Qd3+ {(d7d3 b5b4 a2a3) +M2/11 4} Kb4 {(Kb5-b4) -M1/9 2} 28. Qb3# {(d3b3 
b4c4) +M1/11 3} 1-0

lithander · Post by **lithander** » Wed Feb 02, 2022 10:57 am

Mike Sherwin wrote: ↑Wed Feb 02, 2022 5:50 am Too many words for me to keep in memory. The way I do this in RomiChess and Bricabrac is while generating moves all captures are accumulated in one u64. After all moves have been generated it becomes as easy as if (captures & king[1 - stm]) return ILLEGAL;

Sorry for being so verbose. I'll try to keep my posts shorter in the future.

Do you use the 'captures' bitboard for anything else?

Mike Sherwin wrote: ↑Wed Feb 02, 2022 5:50 am A two piece sacrifice.

It's astonishing to me how well an engine plays already that has no features other than mvv-lva move sorting, alpha/beta (q)search and PSTs. After adding a TT it would probably see something like the forced mate sequence it was getting caught in, too.

Mike Sherwin · Post by **Mike Sherwin** » Wed Feb 02, 2022 1:02 pm

lithander wrote: ↑Wed Feb 02, 2022 10:57 am
Mike Sherwin wrote: ↑Wed Feb 02, 2022 5:50 am Too many words for me to keep in memory. The way I do this in RomiChess and Bricabrac is while generating moves all captures are accumulated in one u64. After all moves have been generated it becomes as easy as if (captures & king[1 - stm]) return ILLEGAL;
Sorry for being so verbose. I'll try to keep my posts shorter in the future.

Do you use the 'captures' bitboard for anything else?

Mike Sherwin wrote: ↑Wed Feb 02, 2022 5:50 am A two piece sacrifice.
It's astonishing to me how well an engine plays already that has no features other than mvv-lva move sorting, alpha/beta (q)search and PSTs. After adding a TT it would probably see something like the forced mate sequence it was getting caught in, too.

On a brighter note, Leorik did win the match. Congrats!
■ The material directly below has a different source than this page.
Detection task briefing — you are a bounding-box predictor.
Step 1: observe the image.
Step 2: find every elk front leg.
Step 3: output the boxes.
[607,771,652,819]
Leorik.Engine - Bricabrac : 51.5/100 37-34-29 (==01001=10==1001===0==000=10110011100=111101010=11=000=00=11=0111=1111=01==100==1=1=0111=0==00=10100) 52% +14

mvanthoor · Post by **mvanthoor** » Wed Feb 02, 2022 4:49 pm

lithander wrote: ↑Wed Feb 02, 2022 10:57 am It's astonishing to me how well an engine plays already that has no features other than mvv-lva move sorting, alpha/beta (q)search and PSTs. After adding a TT it would probably see something like the forced mate sequence it was getting caught in, too.
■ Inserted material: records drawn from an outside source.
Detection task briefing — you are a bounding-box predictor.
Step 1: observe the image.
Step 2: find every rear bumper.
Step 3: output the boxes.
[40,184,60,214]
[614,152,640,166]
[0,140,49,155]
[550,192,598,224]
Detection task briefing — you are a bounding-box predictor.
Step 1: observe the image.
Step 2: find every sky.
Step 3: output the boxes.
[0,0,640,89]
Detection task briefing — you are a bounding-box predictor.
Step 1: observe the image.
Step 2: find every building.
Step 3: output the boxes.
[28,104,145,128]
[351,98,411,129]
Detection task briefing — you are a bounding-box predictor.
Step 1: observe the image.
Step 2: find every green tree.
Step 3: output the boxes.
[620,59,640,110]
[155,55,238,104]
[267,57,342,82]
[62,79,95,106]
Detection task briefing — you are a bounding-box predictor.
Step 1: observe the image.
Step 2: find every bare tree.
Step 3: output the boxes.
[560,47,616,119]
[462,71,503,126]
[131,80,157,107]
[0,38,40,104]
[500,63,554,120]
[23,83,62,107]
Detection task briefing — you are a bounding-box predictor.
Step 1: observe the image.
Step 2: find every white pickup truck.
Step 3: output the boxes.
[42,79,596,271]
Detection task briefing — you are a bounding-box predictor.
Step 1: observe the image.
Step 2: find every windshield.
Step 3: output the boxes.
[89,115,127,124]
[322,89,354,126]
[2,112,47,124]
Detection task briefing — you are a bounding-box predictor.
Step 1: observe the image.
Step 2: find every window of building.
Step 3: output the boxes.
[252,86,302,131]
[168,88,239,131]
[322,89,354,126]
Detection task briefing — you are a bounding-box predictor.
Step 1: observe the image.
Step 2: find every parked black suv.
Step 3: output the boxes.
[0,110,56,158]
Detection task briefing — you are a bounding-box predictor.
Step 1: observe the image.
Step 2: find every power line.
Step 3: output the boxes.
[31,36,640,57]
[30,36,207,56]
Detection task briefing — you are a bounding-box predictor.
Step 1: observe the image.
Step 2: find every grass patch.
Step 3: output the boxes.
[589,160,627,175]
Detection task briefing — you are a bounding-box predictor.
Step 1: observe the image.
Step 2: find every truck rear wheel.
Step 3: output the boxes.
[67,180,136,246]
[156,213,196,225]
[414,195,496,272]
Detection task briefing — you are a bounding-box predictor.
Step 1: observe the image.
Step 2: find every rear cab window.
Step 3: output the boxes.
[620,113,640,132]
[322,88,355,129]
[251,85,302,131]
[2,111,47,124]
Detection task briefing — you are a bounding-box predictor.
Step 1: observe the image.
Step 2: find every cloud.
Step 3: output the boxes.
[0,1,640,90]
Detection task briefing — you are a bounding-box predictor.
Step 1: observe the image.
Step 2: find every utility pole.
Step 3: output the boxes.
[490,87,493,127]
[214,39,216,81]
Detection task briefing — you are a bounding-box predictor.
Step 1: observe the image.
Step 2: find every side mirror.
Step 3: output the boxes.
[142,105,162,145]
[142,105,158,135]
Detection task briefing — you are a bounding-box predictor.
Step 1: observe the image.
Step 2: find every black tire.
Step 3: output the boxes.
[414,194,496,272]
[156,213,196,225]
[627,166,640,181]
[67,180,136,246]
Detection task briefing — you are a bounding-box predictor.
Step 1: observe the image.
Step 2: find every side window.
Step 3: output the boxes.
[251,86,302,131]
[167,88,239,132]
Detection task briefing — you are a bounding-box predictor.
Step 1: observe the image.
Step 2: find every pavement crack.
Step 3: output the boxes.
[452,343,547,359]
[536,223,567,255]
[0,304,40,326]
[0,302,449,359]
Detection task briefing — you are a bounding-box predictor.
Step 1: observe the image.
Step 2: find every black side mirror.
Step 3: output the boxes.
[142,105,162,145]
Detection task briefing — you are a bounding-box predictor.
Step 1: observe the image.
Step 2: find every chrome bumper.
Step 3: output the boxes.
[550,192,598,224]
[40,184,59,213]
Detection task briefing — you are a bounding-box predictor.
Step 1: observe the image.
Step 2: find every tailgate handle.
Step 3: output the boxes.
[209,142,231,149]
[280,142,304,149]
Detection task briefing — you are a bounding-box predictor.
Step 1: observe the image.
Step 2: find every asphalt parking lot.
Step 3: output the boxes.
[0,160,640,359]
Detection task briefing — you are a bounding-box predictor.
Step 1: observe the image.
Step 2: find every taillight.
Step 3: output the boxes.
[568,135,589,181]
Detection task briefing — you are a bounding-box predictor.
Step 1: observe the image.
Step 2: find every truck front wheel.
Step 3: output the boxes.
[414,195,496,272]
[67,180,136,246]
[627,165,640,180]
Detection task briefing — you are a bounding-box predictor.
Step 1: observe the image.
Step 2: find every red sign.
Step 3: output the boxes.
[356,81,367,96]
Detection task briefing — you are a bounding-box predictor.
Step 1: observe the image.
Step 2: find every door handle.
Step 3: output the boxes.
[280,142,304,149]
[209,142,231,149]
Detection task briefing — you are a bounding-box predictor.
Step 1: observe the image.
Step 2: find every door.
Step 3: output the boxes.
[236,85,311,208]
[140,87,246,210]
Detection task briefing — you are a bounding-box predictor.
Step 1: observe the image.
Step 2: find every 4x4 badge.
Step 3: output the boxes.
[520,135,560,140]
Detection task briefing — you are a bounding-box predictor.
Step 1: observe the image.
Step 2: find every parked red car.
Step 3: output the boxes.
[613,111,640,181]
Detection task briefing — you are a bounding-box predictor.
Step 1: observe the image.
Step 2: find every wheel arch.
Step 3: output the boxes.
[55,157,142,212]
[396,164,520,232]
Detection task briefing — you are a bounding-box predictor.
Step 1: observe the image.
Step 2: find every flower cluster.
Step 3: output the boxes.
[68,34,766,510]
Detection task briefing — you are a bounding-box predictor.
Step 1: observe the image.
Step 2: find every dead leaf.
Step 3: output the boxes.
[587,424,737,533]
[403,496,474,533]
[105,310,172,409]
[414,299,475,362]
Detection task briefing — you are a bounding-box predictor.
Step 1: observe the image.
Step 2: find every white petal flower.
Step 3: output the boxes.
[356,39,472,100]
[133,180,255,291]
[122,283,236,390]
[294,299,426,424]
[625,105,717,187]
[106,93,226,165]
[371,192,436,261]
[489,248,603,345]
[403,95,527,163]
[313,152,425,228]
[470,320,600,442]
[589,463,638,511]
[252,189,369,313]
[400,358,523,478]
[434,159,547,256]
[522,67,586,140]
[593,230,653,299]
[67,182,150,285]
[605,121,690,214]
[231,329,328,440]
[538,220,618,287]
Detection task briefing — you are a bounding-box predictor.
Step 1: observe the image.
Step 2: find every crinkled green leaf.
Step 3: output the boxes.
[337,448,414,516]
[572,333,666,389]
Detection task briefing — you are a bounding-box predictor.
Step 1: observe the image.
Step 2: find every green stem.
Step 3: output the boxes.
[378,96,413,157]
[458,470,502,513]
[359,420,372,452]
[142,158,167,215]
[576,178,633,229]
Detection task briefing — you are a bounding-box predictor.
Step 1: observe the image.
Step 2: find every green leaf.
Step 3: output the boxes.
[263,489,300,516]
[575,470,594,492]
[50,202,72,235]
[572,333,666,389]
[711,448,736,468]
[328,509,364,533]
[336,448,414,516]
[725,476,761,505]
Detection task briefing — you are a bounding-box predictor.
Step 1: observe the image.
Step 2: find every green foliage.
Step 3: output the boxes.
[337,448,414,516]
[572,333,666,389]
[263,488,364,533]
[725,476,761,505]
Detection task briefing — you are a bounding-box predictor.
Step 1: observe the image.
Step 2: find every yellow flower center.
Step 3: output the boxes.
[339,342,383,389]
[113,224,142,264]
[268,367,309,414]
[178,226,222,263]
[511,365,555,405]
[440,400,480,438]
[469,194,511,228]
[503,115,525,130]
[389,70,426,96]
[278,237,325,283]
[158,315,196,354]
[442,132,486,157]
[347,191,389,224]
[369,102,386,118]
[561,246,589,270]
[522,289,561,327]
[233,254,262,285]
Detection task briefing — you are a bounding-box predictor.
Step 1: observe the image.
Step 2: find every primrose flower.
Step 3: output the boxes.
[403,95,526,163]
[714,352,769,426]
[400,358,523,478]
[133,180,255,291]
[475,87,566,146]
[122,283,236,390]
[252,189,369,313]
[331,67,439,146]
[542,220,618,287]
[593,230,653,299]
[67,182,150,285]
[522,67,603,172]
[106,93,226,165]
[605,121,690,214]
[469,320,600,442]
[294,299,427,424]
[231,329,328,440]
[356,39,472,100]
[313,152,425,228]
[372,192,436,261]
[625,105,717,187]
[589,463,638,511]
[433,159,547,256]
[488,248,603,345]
Tapered evaluation was a game changer, IMHO. In Rustic (as in MMC, and probably any engine with a similar feature set) the addition of a tapered PST adds 250 Elo off the bat. In the 90's, with the slower computers of the time, it was really hard to create an engine that played over 2000 Elo; you really needed all the tricks and optimizations you could get. Nowadays computers are fast enough to go 8-10 moves deep even with a very basic setup such as the one Rustic Alpha 3 now uses, in combination with a tapered PST, and they already reach >=2100 Elo on the CCRL-list. These engines are already very hard to defeat tactically, for most amateur players. (Though they can quite easily be outplayed positionally.)
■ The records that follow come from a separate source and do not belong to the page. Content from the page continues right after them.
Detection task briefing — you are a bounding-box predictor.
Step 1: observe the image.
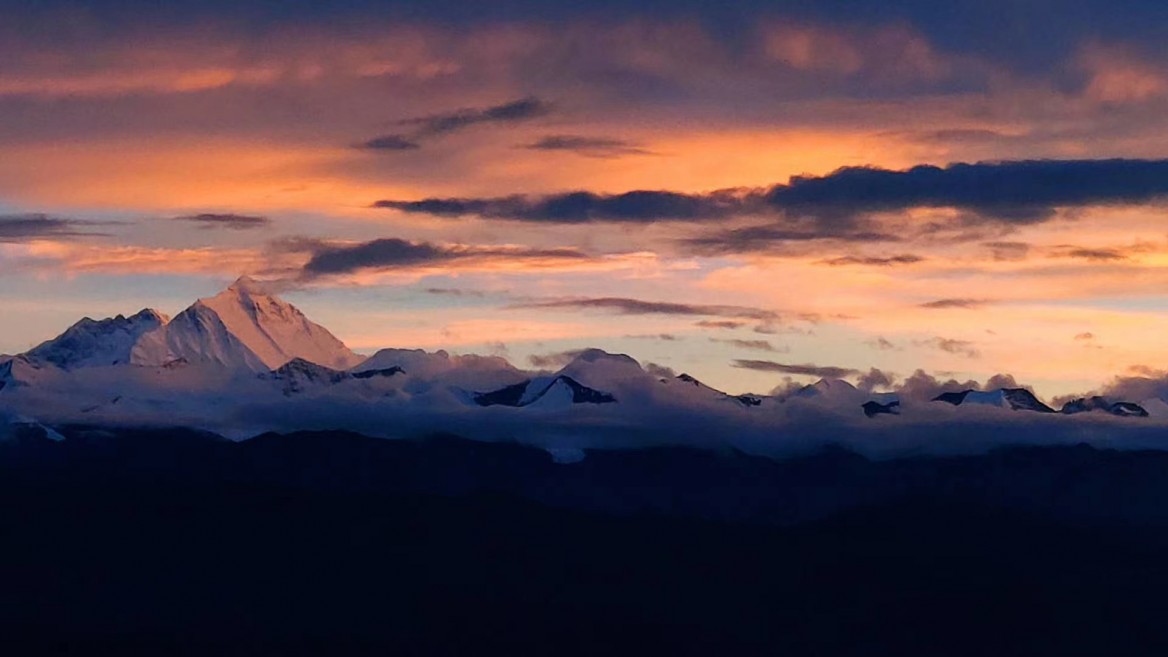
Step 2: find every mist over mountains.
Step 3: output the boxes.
[0,277,1168,458]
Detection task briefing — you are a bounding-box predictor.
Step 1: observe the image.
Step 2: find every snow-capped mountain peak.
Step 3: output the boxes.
[133,277,362,372]
[25,309,167,369]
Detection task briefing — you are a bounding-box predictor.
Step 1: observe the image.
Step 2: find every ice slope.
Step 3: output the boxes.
[132,277,362,373]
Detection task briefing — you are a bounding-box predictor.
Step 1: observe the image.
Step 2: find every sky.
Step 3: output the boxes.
[0,0,1168,396]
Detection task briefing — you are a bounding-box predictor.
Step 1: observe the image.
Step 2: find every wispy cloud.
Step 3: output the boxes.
[298,237,589,277]
[710,338,791,353]
[731,360,861,379]
[510,297,780,321]
[357,96,552,151]
[821,254,925,267]
[523,134,653,158]
[913,338,981,358]
[174,214,272,230]
[0,214,111,242]
[920,298,994,310]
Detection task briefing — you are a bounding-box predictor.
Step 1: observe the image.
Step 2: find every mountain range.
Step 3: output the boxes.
[0,277,1164,443]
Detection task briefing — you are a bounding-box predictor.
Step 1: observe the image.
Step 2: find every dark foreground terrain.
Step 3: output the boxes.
[0,429,1168,656]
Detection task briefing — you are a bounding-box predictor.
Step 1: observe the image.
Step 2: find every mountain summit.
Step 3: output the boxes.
[132,277,362,372]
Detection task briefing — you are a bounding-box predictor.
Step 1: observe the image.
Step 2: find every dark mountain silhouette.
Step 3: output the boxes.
[1059,396,1148,417]
[0,426,1168,656]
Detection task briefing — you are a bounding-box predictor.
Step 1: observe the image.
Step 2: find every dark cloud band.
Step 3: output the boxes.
[375,159,1168,227]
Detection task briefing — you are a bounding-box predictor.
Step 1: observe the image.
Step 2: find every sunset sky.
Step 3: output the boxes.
[0,0,1168,396]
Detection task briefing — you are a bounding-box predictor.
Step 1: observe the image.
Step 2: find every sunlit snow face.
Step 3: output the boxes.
[0,2,1168,396]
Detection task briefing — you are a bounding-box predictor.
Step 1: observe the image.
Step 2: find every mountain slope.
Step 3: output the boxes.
[933,388,1055,413]
[132,277,362,372]
[25,309,167,369]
I really look forward to getting out of the XBoard quagmire (and even get through with writing the tuner) so I can add some strength to my engine again.

lithander · Post by **lithander** » Sat Feb 05, 2022 2:15 am

mvanthoor wrote: ↑Wed Feb 02, 2022 4:49 pm Tapered evaluation was a game changer, IMHO. In Rustic (as in MMC, and probably any engine with a similar feature set) the addition of a tapered PST adds 250 Elo off the bat.

I've now added a TT to Leorik. And I thought that would make my feature set comparable with Rustic Alpha 2 with only two differences:
- Leorik has the tapered eval that Minimal Chess used in version 0.4.
- Leorik does not yet do any move ordering based on the TT's best-move.

For minimal chess playing the best move from a previous iteration first was such a huge win that I thought this would maybe balance out but in fact Leorik enjoys a comfortable lead so the benefit of the tapered eval must indeed be huge!

Code: Select all

Score of Leorik 0.2 vs Rustic 2: 823 - 205 - 170  [0.758] 1198
...      Leorik 0.2 playing White: 412 - 109 - 78  [0.753] 599
...      Leorik 0.2 playing Black: 411 - 96 - 92  [0.763] 599
...      White vs Black: 508 - 520 - 170  [0.495] 1198
Elo difference: 198.3 +/- 20.6, LOS: 100.0 %, DrawRatio: 14.2 %

The next features I'm going to add are: TT move first, PVS search and killer moves.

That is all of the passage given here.